I quit running, hoping that after a few weeks of rest, I’d be able to reactivate the Nikes. WHAMMY! The pain worsened. Even riding the Peloton for a couple miles was insufferable. I underwent an MRI and wouldn’t you know it—tears in my hip and double inguinal hernias.

You read that right. Two big-ass inguinal hernias. There was no external evidence of hernias. It’s not like I had a couple elephant trunks protruding from my groin. Instead, it felt like hot rebar was implanted in my body, extending from my pubis to about halfway down my thighs. Imagine wearing a pair of boxer briefs of pain. That’s sorta what it felt like for a couple years. Hernia repair surgery was required. The surgeon assured me that after a week of bedrest, I’d gradually be able to resume normal activities.

Fast forward a few weeks. Surgery dunzo. That week of recovery the doctor mentioned quintupled like a wet Mogwai. While recuperating, I tried to remember the last time I ran but couldn’t. Stuck in bed, I kept thinking that I’d trade anything to be able to run a couple miles again. Anything. Everything. For 2 miles at any pace.

Over the past few years, running had lapsed from a meditative activity of renewal to a task on my daily to-do list. I was hyper-focused on my times, my cadence, and nothing else. I stared at my watch while running. Afterward, I self-flagellated. “Why did I average 7:04 miles when I was aiming for sub-7?” There was no space for new ideas or room for the runner’s high of yore.

After another calendar page flipped, I could finally walk the pugs about a mile with only sporadic discomfort.

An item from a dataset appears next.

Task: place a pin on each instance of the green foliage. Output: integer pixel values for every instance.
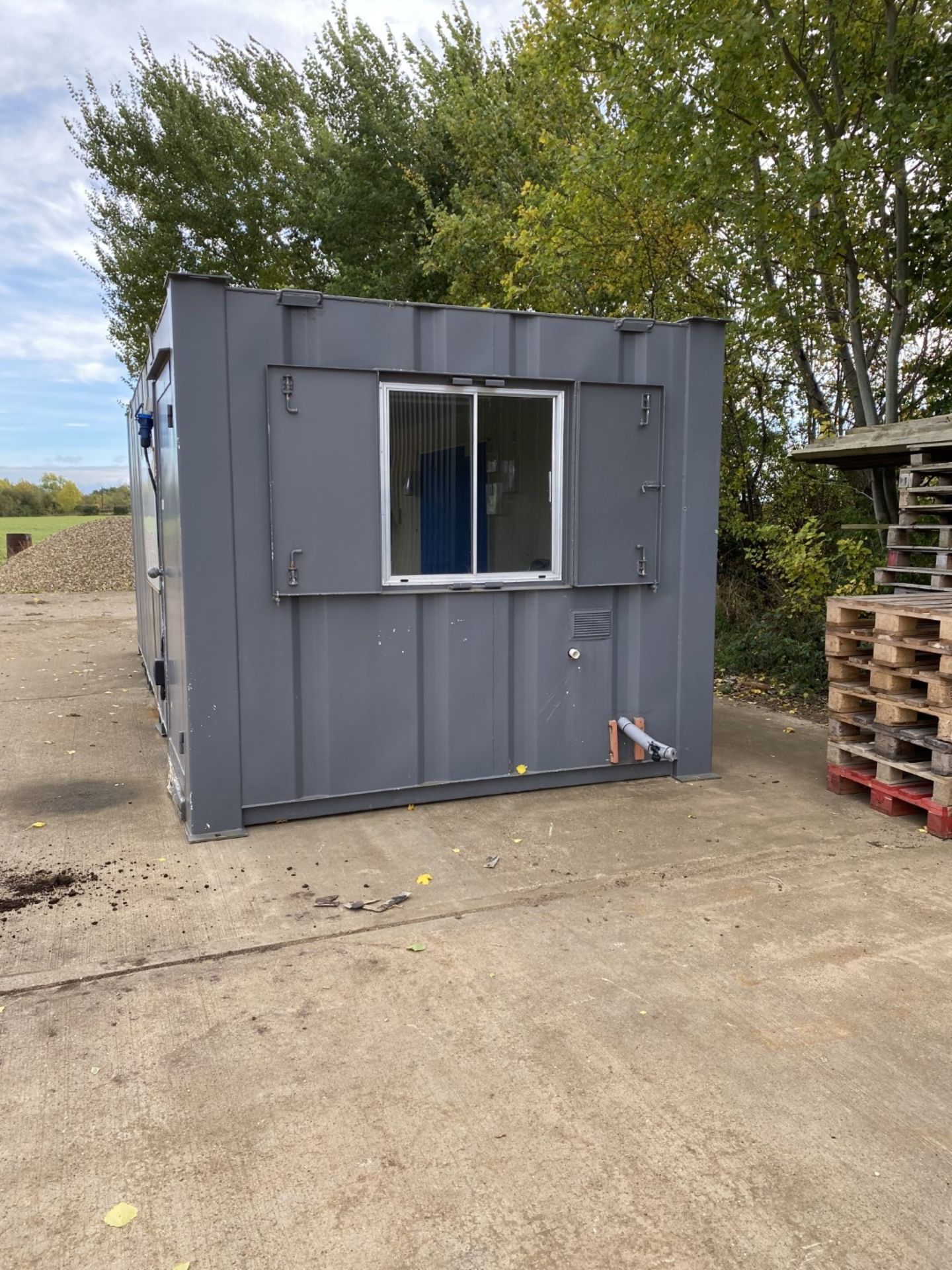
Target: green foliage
(774, 646)
(809, 564)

Progress, I supposed, as I grimly accepted that this would be my new reality.

8 weeks after surgery, we drove up to Monument Valley to spend a weekend in a Navajo hogan. My wife directed me to bring my running shoes. I told her it was a stupid idea, but stupid is as stupid does.

On the 2nd day, we made the short drive over to Forrest Gump Point. For the unfamiliar, this is the spot where the fictional character played by Tom Hanks ended his runs zigzagging the United States with the famous line, “I’m pretty tired, I think I’ll go home now.”

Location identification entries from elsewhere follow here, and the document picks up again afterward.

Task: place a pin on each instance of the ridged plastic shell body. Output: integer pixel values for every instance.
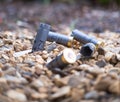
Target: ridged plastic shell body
(88, 48)
(60, 39)
(83, 38)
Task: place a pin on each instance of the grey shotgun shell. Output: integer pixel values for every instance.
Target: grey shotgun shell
(83, 38)
(88, 49)
(60, 39)
(63, 59)
(41, 37)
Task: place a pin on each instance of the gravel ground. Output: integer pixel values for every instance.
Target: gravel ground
(26, 78)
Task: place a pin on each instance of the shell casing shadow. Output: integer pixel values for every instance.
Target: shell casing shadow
(83, 38)
(88, 50)
(60, 39)
(62, 60)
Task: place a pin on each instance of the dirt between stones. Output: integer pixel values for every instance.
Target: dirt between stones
(26, 78)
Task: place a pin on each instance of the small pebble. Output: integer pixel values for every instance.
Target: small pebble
(16, 95)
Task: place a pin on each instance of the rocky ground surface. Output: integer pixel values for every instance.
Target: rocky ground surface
(26, 78)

The magic of Monument Valley, my wife’s encouragement, and the Nikes converged, empowering me to slowly but steadily place one foot in front of the other. Again. And again. Foreign tourists taking selfies with the famous backdrop turned their cameras and their attention toward me. “Run, Forrest, Run”, they exclaimed in more dialects than you’d find outside a Lower East Side bodega.

It wasn’t fast, and it wasn’t pretty. But it was exhilarating. I laughed so hard that I started crying. I was running again. I couldn’t have cared less about pace. Weeks earlier I laid in bed willing to trade the rest of my life for what I was doing at that very moment.

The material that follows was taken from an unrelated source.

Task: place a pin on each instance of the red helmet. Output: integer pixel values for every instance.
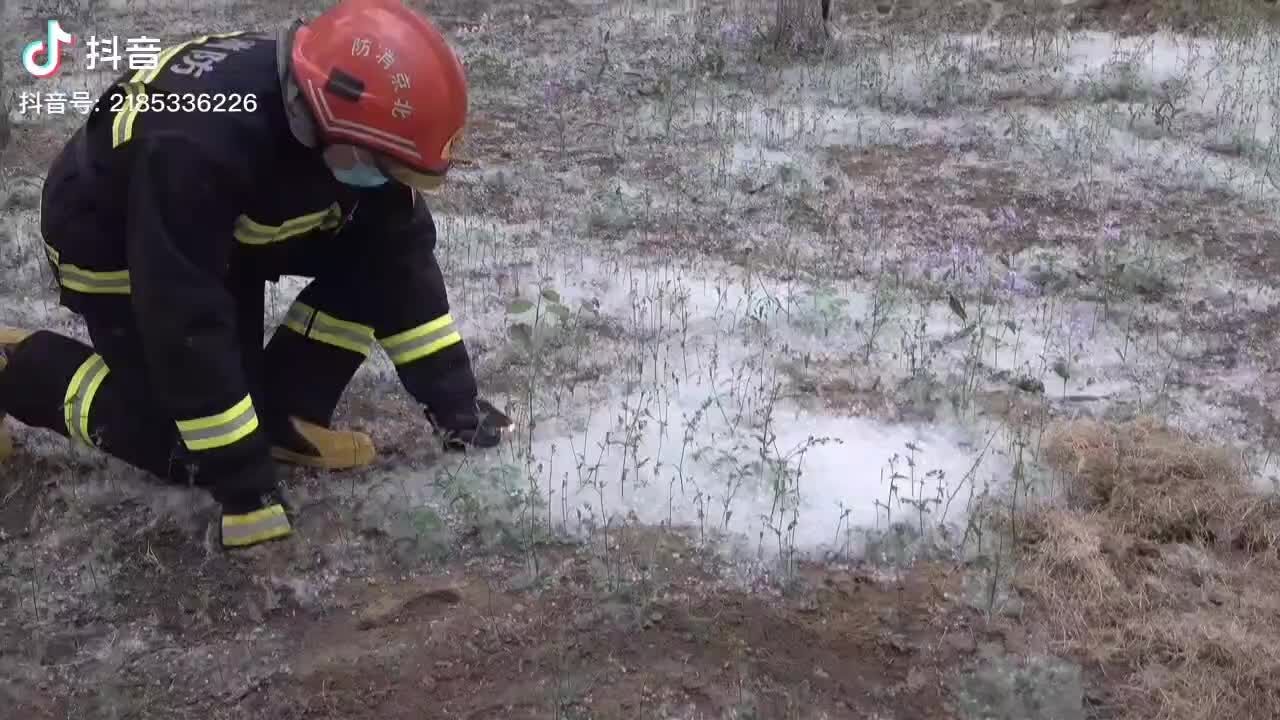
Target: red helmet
(379, 76)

In a sense, I did trade my life for that moment. It was a rebirth. The phoenix. Old Jason had to die again to clear away growth of the new Jason. I don’t know, nor do I care, if I’ll ever be able to run as fast or as far as I used to. I just know I can run. My mileage and pace have increased. Pain levels have decreased.

I’ve developed a new mantra. While it arose on my runs, I try to apply the sentiment to all facets of life. “Thank you for this opportunity to feel the warm sun kissing my bare skin, to feel the slight breeze created by my own locomotion. The sounds, the scents, the sights. Nature. The passing cars. Thank you for this moment. This is perfect.”

The sense of gratitude I now feel is as monumental as the valley I trekked through that day. When it’s 112 degrees and I’m thinking of cutting a run short, I ask myself, “If this was the last run of my life, would I stop or would I choose to keep going?” Every time, the answer is the same, and I keep on keepin’ on. The only pain I feel is when I’m smiling so big my face hurts.